# Hello from South Georgia



## TricieWorld (Mar 10, 2008)

I am TricieWorld, a military wife from South Georgia. We just moved here after 4 years in Hawaii (I miss that place!!). I have 2 daughters (14 & 5) and we now have 2 kitties.

My daughters have been wanting a cat for a long time and we promised them that when we moved from Hawaii that we would get one. Well this past weekend, we made a trip to the Humane Society to adopt ONE cat.

When we got there, my older daughtre and myself fell in love with Emerald...a Tortie Point Siamese one year old female. Then my 5 year old turned around and saw the cutest little black and white 14 week old female kitten with the prettiest green eyes.

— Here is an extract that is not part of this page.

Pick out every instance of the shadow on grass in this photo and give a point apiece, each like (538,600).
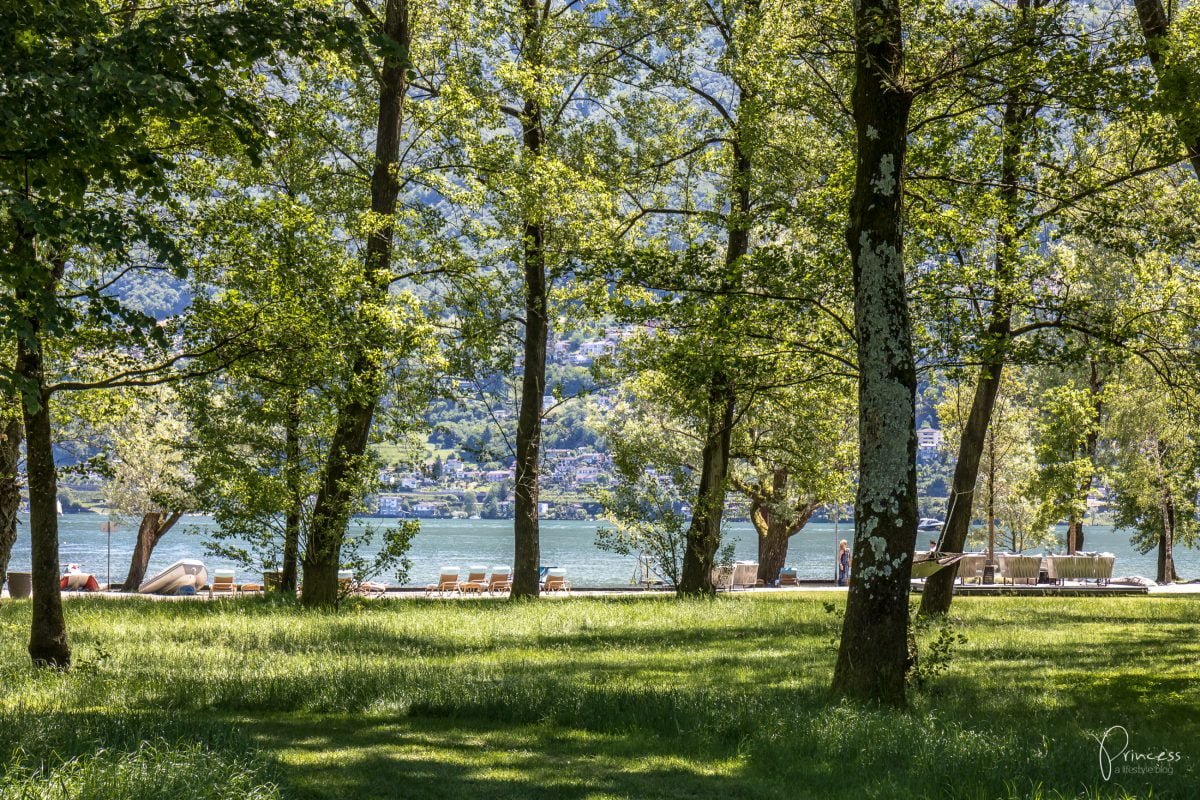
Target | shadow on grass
(381,757)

The Humane Society was actually having a "sale" on cats. So I broke down and got both for them. They have adjusted well so far to their new home. And we are adjusted to having them here.

Here are their pics...

Lady Barcelona 14 weeks old










&

Miss Emerald 13 months old











I look forward to any advice on cats/kittens I could receive!


----------



## Heidi n Q (Nov 22, 2006)

They are beautiful, and Lady looks like the short-hair version of my Squirrely-Jo. (in my avatar) Emerald has everything I want in a cat that I am missing right now...blue eyed meezer with calico thrown in!
Heidi


----------



## TricieWorld (Mar 10, 2008)

Heidi n Q said:


> They are beautiful, and Lady looks like the short-hair version of my Squirrely-Jo. (in my avatar) Emerald has everything I want in a cat that I am missing right now...blue eyed meezer with calico thrown in!
> Heidi


I fell in love with her the second I saw her! She is quite beautiful!


----------



## Leazie (Apr 14, 2007)

Welcome. Your new little ones have great names and are cuties.


----------



## MaxZmom (Feb 21, 2007)

Hello and Welcome. Lovely kitties!


----------



## DesnBaby (Apr 18, 2004)

Pretty kitties you got there :wink:


----------



## TricieWorld (Mar 10, 2008)

Leazie said:


> Welcome. Your new little ones have great names and are cuties.


Thank you. Emerald had that name at the Humane Society and my 14 year old daughter thought that it fit her nicely and couldn't change it.

My 5 year old daughter named the black n white one Barcelona after the Cheetah Girls movie where they went to Barcelona. I found it quite funny that she named her that.


----------



## meebo (Mar 9, 2008)

Welcome to the World of Cat... Both of your cat look cutes..


----------



## dmcwlvssr (Apr 24, 2005)

Welcme to you and the furrys


----------